Un passo avanti
Il commento del prof. Joseph Sievers, docente di Storia e letteratura ebraica al Pontificio istituto biblico di Roma, sull'incontro del papa in sinagoga.
Possiamo dire riuscita la visita del papa in sinagoga?
«È stato un passo avanti. Al successo della visita ha contribuito il fatto che è avvenuta affrontando le questioni aperte in modo franco. È stato un dialogo autentico, con delle sottolineature importanti. Innanzitutto l’idea che l’alleanza con Mosè non è mai stata revocata, è rimasta quella di sempre con il popolo ebraico, “il popolo dell’Alleanza”, e non è, per così dire, stata trasferita ai cristiani. Il papa ha, inoltre, evidenziato la novità del Vaticano II e l’importanza della Nostra Aetate».
Ebrei e cristiani sono “condannati” a essere fratelli?
«Ciò che unisce ebrei e cristiani è qualcosa di più profondo di un semplice dialogo. Il rabbino Di Segni, alla luce dei racconti biblici, ha sottolineato come i rapporti tra fratelli sono problematici, ma che possono arrivare ad una riconciliazione, come avviene tra Giuseppe e i suoi fratelli. Tra ebrei e cristiani esiste un rapporto molto ravvicinato, ma asimmetrico in molte dimensioni. Ed è proprio in questa asimmetria che possiamo riconoscere una fratellanza».
Quali passi nel dialogo si possono fare insieme?
«Occorrono vari tipi di dialogo. Certamente quello istituzionale e ufficiale tra Santa Sede e Rabbinato è importante per dare un segnale che il dialogo va avanti. Sono necessari anche rapporti di amicizia frequenti e cordiali nel rispetto dell’altro e delle diverse posizioni. È il dialogo della vita che si nutre di occasioni quotidiane: gli scambi di auguri nelle feste, condividere gioie e dolori gli uni degli altri. Altro tipo di dialogo riguarda il lavorare assieme su temi comuni: la difesa dell’ambiente, del valore della persona e della famiglia. C’è, infine, un dialogo tra studiosi che lavorano assieme per dare spazio all’altro nella propria concezione del mondo».
Su Pio XII come mai ancora tanta incomprensione? È l’unica questione su cui si focalizza la stampa?

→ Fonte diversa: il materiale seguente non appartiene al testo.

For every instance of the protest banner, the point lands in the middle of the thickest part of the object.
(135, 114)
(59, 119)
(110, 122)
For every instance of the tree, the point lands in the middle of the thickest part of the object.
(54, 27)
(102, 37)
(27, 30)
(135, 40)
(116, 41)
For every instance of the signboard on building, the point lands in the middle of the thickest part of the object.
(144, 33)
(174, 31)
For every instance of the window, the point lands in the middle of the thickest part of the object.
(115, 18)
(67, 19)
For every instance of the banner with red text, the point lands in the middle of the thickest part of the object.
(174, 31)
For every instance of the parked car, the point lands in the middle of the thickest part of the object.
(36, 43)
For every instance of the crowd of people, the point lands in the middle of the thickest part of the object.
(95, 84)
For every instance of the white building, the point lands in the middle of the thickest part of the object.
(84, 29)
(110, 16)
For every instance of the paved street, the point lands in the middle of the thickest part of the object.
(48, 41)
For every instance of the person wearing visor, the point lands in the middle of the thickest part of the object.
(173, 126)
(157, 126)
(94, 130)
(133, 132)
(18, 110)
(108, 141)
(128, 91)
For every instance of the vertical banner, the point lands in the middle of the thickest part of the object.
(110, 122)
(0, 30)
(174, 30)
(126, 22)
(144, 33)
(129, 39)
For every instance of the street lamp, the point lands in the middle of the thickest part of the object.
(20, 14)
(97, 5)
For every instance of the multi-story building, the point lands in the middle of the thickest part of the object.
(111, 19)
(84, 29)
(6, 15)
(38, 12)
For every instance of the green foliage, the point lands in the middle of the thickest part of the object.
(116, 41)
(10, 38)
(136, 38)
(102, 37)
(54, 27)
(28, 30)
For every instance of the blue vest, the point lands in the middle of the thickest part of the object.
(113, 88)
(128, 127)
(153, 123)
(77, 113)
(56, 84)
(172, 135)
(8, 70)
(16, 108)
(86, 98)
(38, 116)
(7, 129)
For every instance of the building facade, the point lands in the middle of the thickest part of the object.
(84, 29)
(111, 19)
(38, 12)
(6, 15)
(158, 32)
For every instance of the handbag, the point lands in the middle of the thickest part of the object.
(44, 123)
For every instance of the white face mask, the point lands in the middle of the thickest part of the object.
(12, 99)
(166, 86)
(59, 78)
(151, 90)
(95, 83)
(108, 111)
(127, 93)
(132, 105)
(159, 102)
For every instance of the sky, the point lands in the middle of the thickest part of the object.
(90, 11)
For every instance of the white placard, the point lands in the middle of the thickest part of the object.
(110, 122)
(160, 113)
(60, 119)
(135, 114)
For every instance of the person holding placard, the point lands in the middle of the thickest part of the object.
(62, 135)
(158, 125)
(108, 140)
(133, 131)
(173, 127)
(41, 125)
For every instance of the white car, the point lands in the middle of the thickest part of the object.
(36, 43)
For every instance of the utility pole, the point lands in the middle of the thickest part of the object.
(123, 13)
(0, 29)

«La ferita della Shoah è così profonda che, a volte, dai cattolici non è colta. Le polemiche su Pio XII sono senz’altro esagerate e anche, in parte, pilotate dai servizi segreti comunisti dopo la guerra per diffamare la Chiesa cattolica. Le reazioni della Chiesa, d’altra parte, sono state apologetiche. Penso sia necessario aspettare una stagione più pacata. Un giudizio conclusivo, anche se non da tutti condiviso, avverrà solo sulla base di studi approfonditi dei documenti storici che sono milioni e una sola persona non potrà mai conoscerli tutti».